Nématode, mouche verte, bactéries, levure ou souris : plus un animal est complexe, plus il utilisera l'épissage. Les chiffres sont parfois embarrassants ! Ainsi, l'être humain ne possède guère plus de gènes que le vers Caenorhabditis elegans (moins de 22.000 contre 19.000 gènes). Mais depuis la découverte de l'épissage alternatif, on sait que la complexité d'un organisme ne se mesure pas à son nombre de gènes, comme on a pu le croire. En fait, plus un animal est complexe, plus il a recours à l'épissage, ce qui lui permet, dans une cellule donnée et pour un gène précis, de mettre à l'épreuve de la sélection naturelle différents messagers génétiques. Chez les animaux unicellulaires, ce mécanisme est quasi inexistant : les bactéries ne le connaissent pas et on peut compter sur les doigts d'une main les gènes épissés chez la levure. Chez des animaux pluricellulaires comme le ver et la mouche, l'épissage alternatif est encore anecdotique - même si la mouche possède le jeune champion de l'épissage alternatif : Dscam, qui, dans le système nerveux, peut engendrer 38.000 messages différents ! Ce sont les mammifères qui exploitent le mieux cette formidable machine à créer de la diversité. Chez l'homme, 95 % des jeunes sont épissés. Ce mécanisme semblant avoir accompagné l'évolution de la vie animale, le décrypter pourrait révéler comment l'homme a pu acquérir sa complexité. "Nous étudions les variations entre les codes de l'épissage de la souris et de l'homme : certaines pourraient expliquer les différences de sophistication d'organes aussi importants que le cerveau", prévoit le professeur Brendan Frey, chef de l'équipe canadienne décrypteuse du code de l'épissage alternatif.
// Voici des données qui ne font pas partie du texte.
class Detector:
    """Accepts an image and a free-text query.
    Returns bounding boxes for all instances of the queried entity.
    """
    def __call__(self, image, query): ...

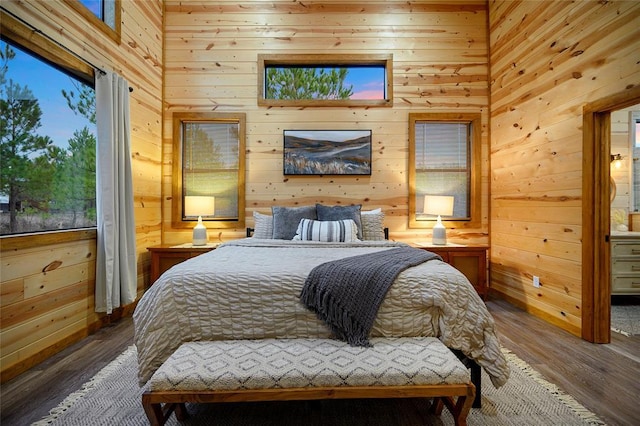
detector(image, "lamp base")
[192,216,208,246]
[431,216,447,246]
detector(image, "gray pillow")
[316,204,362,240]
[271,206,318,240]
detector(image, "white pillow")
[253,212,273,240]
[293,219,359,243]
[360,209,384,241]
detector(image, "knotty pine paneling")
[0,0,163,381]
[489,1,640,335]
[162,0,489,244]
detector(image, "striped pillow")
[293,219,359,243]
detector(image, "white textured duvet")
[133,238,509,386]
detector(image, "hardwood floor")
[0,300,640,425]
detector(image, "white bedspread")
[133,238,509,386]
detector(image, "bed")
[133,206,509,387]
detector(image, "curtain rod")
[2,7,133,92]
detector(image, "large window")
[64,0,120,43]
[258,54,393,107]
[0,14,96,235]
[409,113,480,228]
[172,113,246,228]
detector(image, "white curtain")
[96,71,137,314]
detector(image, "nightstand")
[411,243,489,300]
[147,243,219,285]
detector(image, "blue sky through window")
[80,0,104,21]
[0,41,95,148]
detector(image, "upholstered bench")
[142,337,475,425]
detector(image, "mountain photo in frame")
[284,130,371,175]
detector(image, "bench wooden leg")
[142,393,188,426]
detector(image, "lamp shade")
[184,195,216,216]
[422,195,453,216]
[423,195,453,245]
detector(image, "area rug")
[34,346,604,426]
[611,305,640,336]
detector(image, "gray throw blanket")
[300,247,442,346]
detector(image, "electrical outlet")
[533,275,540,288]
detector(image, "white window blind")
[415,122,471,219]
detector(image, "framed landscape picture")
[284,130,371,175]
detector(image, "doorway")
[582,87,640,343]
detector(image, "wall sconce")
[423,195,453,245]
[611,154,622,169]
[184,195,216,246]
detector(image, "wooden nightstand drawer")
[611,275,640,294]
[147,244,218,285]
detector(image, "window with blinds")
[409,113,480,228]
[172,112,246,228]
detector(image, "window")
[172,113,246,228]
[409,113,480,228]
[64,0,120,44]
[258,55,393,107]
[0,13,96,235]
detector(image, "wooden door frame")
[582,86,640,343]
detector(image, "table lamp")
[423,195,453,245]
[184,195,216,246]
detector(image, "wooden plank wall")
[162,0,489,244]
[489,0,640,335]
[0,0,163,381]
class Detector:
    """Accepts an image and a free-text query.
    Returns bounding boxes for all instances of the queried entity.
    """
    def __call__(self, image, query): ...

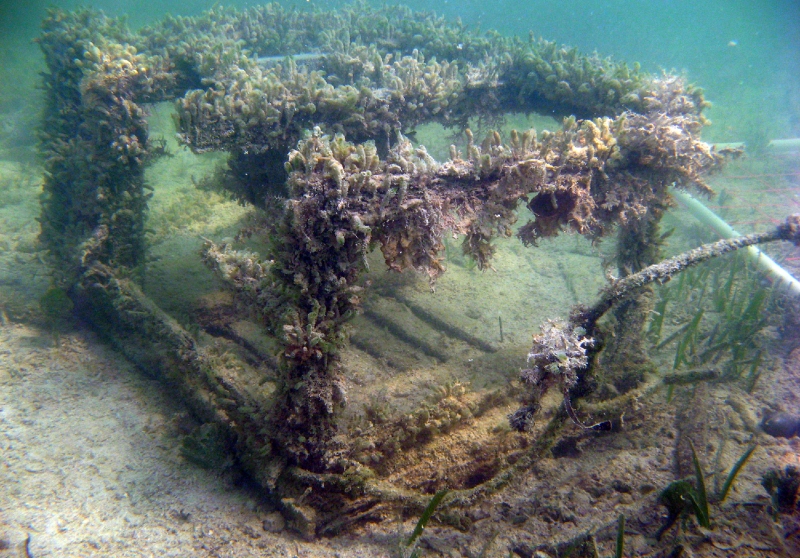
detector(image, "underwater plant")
[34,3,800,545]
[656,441,757,539]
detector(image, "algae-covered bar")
[39,3,796,535]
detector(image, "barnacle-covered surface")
[23,3,800,555]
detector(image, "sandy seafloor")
[0,98,800,558]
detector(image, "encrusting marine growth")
[39,3,792,535]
UN CODE POUR DÉCOUVRIR L'ORIGINE DES MALADIES

Cancers du sein, dystrophie musculaire, poumons envahis de mucus dans un cas de mucoviscidoses... Nombre de cancers et de maladies génétiques sont liées à des anomalies de l'épissage. "Connaître le code derrière l'épissage alternatif d'aider à la compréhension de certaines maladies", soulignent France Denoeud et Kamel Jabbari, du Génoscope. En effet, "nombre de cancers et de maladies génétiques sont liées à des anomalies de l'épissage", précise Joëlle Marie, spécialiste de ce mécanisme à l'Inserm. Il était facile d'admettre qu'une mutation survenant dans un gène puisse induire une erreur dans la protéine qu'il code, et donc causer une maladie (myopathie, etc.). Or, l'information portée par un gène n'est pas conservée in extenso dans les messages qu'il engendre : on pourrait penser que seules les mutations modifiant les fragments du message génétique utilisés pour former la protéine auraient une incidence. Mais ce n'est pas le cas : une mutation dans un fragment non conservé peut aussi altérer la bonne formation des protéines... "En fait, ces mutations peuvent toucher des séquences importantes pour la régulation de l'épissage, qui conditionne quels fragments du message vont être conservés ou pas", explique la directrice de recherche de l'Inserm. Des larges pans du message génétique pouvaient donc être oubliés ou ajouter à tort, provoquant des bouleversements dans la protéine finale. Les travaux canadiens, en aidant à prédire dans un message génétique où sont les "mots codes" importants pour sa bonne mise en forme, permettent de comprendre les effets jusqu'ici injustifiés de certaines mutations et de trouver une origine à des affections encore inexpliquées, telles que certaines mucoviscidoses ou des cancers du sein ou de la prostate.